The World Bank estimates that Madagascar will gradually recover by 2023. During this recovery time, mass testing and contact tracing should help reduce the effects of the pandemic. President Andry Rajoelina made a statement in March 2021 against mass vaccinations, calling for an “herbal remedy.” The World Bank says that a vaccination-centered campaign is necessary to ensure that the country does not experience a resurgence of cases. Vaccination is among the most effective ways to help developing countries recover from the economic, health and social impacts of COVID-19.

As of June 2021, 0.68% of Madagascar’s population has received at least one dose of the vaccine. In early May 2021, Madagascar received its first batch of 250,000 COVID-19 vaccinations because of the global COVAX initiative, which plans to cover vaccines for 20% of Madagascar’s population.

Solutions

UNICEF has been working to combat the impact of COVID-19 on poverty in Madagascar through holistic efforts. In May 2021, UNICEF received 200 new oxygen concentrators which Madagascar used to help those suffering from COVID. These oxygen concentrators will help COVID-19 healthcare as healthcare facilities in Madagascar often run out of medical supplies. Additionally, UNICEF is working to rebuild Madagascar through advocacy that addresses malnutrition, healthcare access and poverty. These sectors of advocacy are interconnected as 60% of those living in Madagascar live over 5 km from a healthcare facility and often lack reliable transportation and roads to reach such facilities. Access disproportionately affects those living in poverty and has links to gender and literacy inequalities as well.

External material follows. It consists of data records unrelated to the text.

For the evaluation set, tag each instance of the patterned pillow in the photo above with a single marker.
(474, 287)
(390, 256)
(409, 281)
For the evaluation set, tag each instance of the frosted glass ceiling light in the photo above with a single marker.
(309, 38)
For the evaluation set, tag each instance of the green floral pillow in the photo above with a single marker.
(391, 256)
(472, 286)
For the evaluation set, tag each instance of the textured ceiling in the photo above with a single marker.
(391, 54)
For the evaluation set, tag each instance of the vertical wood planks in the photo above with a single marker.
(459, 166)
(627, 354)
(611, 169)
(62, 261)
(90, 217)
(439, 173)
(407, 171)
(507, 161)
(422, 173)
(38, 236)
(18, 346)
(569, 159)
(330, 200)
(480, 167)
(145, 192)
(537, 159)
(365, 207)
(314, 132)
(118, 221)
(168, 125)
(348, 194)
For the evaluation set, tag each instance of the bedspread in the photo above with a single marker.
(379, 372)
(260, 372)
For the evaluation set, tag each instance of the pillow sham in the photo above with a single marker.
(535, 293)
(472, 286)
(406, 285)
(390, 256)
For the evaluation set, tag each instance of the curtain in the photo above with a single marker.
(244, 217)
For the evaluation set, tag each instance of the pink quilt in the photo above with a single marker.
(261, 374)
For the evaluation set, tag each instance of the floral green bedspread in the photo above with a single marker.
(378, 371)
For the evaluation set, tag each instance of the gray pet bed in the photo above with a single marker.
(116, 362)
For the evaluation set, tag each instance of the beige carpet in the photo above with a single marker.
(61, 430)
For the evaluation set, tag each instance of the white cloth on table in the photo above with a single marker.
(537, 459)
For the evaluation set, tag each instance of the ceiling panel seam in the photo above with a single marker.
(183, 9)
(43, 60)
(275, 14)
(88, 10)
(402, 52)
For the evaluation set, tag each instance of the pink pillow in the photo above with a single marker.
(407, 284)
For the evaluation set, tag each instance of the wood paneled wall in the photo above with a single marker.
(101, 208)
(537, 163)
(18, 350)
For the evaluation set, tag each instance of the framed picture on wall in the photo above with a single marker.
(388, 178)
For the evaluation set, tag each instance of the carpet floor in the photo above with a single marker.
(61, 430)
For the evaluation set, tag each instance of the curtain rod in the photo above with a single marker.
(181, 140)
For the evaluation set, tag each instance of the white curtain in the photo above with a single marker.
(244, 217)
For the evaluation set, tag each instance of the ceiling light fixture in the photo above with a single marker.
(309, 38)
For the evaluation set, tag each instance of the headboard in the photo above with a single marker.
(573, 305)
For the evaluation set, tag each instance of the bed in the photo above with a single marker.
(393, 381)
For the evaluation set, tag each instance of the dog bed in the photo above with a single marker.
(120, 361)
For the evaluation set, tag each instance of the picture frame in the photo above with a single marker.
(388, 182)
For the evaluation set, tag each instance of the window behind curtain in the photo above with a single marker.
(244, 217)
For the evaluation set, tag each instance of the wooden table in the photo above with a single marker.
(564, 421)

The Ministry of Public Health is working with UNICEF to promote public engagement and communication in relation to COVID-19 risks. This includes updating databases and preparation plans to deal with further cases and the next winter period.

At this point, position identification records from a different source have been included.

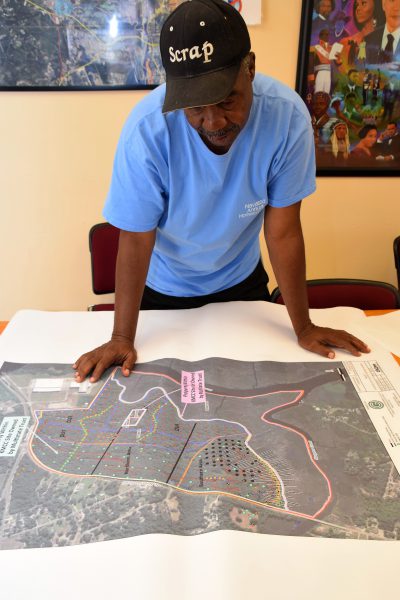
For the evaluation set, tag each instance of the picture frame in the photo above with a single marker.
(348, 75)
(62, 45)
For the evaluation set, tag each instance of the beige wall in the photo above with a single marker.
(56, 152)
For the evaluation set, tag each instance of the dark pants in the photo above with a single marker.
(254, 287)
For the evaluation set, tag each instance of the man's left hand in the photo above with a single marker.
(321, 340)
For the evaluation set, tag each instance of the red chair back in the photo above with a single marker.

Founded in 1999, SEED Madagascar (Sustainable, Environment, Education & Development) is a charity dedicated to addressing Madagascar’s distinct needs through sustainable development. SEED has already reached over 2,380 community members through COVID-19 informational sessions and 16,533 people on proper handwashing demonstrations. The organization has been working to train health workers and school teachers on COVID-19 prevention.

Looking Ahead

Prior to COVID-19, poverty rates in Madagascar were dropping as its economy grew. This growth stunted once the pandemic hit Madagascar’s communities. As the GDP fell, more and more civilians stumbled into poverty because of job loss and health expenses. Various organizations have been partnering with Madagascar’s government to lift people out of poverty and help the country reduce COVID-19 outbreaks and deaths. As trade networks strengthen and the tourism industry picks up again, leaders are hopeful of returning growth to Madagascar’s economy and further reduction of poverty rates.